About

My father was an officer in the Marine Corps. My mother was a former schoolteacher from Barcelona, Spain. They met in Germany. I was born in Honolulu, Hawaii. We moved every three years or so, to various places in California, Virginia, and the Washington, D.C. area. When my father went to Vietnam for a couple of year-long tours, my mother, brother, sister, and I moved in with my grandparents in Barcelona.

I graduated from Princeton University in 1985 with a concentration in political philosophy. I was awarded the Sachs Scholarship from Princeton for study at Oxford University, where I earned a D.Phil. in philosophy in 1988. In the course of my doctoral studies, I discovered what I took to be irrefutable philosophical objections to pursuing a career in academic philosophy.

As I was not qualified for any kind of employment in particular, I became a management consultant. The work involved extensive travel, much practice in foreign languages, and considerable on-the-job training, all at the expense of large financial institutions who, for reasons that are sometimes difficult to articulate, sought my and my colleagues’ advice on matters having to do with their business strategy.

After three years of laboring to make life better for multinational banks, I decided to take a sabbatical. Over the next two years, I worked on the first draft of my first book, The Truth About Everything: An Irreverent History of Philosophy, with Illustrations. The book was my attempt to rescue philosophy from the clutches of the new scholastics of the academy. At the time, however, the publishers of the world (or at least the several hundred I contacted) were unanimous in their conviction that philosophy did not wish to be thus rescued.

With my savings exhausted, I was obliged to return to the material world. As luck would have it, I fell in with a group of fellow consultants who were in the process of spinning themselves off from an old and established firm into a new one. I joined them as a founding partner of the new firm. Over the next several years, the new firm prospered. Along the way, I made some rather alarming discoveries about the partners. After my first book at last found a publisher, I was eager to resume my vocation as writer and philosopher of the people, but extricating myself from the firm proved more complicated than anticipated. My escape was ultimately made possible by irrational exuberance in the stock market. The story, told in my book The Management Myth, ended well enough for me.
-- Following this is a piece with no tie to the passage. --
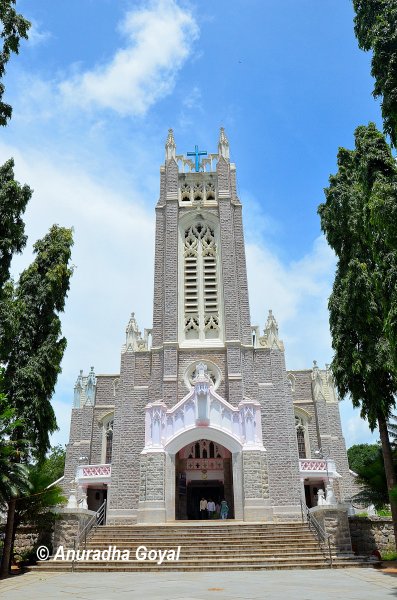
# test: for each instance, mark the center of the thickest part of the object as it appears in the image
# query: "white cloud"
(113, 255)
(36, 35)
(160, 37)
When I was eleven or twelve, my Spanish grandfather told me that the submarine was invented in Barcelona. I had my doubts: My grandfather was always something of a dreamer. In the evenings, after returning from running his small, paper-bag factory, he would lock himself in his room and write un-filmable screenplays for spaghetti westerns. He was convinced that all the good things in life could be done better in Barcelona. I was sure that the submarine, like everything else, was first made in America. I later discovered that my grandfather was mostly right. As a kind of homage to him, to Barcelona, and to utopia-minded scientists and inventors everywhere, I wrote Monturiol’s Dream: The Extraordinary Story of the Submarine Inventor Who Wanted to Save the World.

While working as a consultant in the Netherlands, I got the idea of writing a philosophical thriller centered on the secret meeting that took place between the philosophers Leibniz and Spinoza in The Hague in 1676. I was sure that my novel/ screenplay would rejuvenate the discussion of modern philosophy in a timely and accessible way. I figured I could pitch the idea to Hollywood as Umberto Eco meets Dangerous Liaisons in Copenhagen. More recently, I realized that the facts of the matter were more interesting and more illuminating than anything I could fabricate, and so I wrote The Courtier and the Heretic.

On July 4, 2014, I published Nature’s God: The Heretical Origins of the American Republic, with W.W. Norton & Co. I like to think of it as a work of patriotic duty. It is my hope that many of those who most loudly proclaim their patriotism today will find in it much with which to disagree.

I am currently at work on a sequel that celebrates the heretical origins of America’s second revolution in the war over slavery. Who knew that the radical philosophers of the German enlightenment played such a critical role in bringing about the end of slavery and the re-founding of the American republic?

While working on that project on the nineteenth-century struggle over slavery, I arrived at what I like to think is a better understanding of the role of extreme economic inequality in distorting political discourse and driving the course of history. This, combined with the daily experiences of child-rearing among America’s educational elite, prompted me to write an essay for the Atlantic on “the 9.9 percent,” or what I describe there somewhat imprecisely as the new American aristocracy. My more complete and considered take on the subject appears in book, The 9.9 Percent, published by Simon & Schuster in October 2021.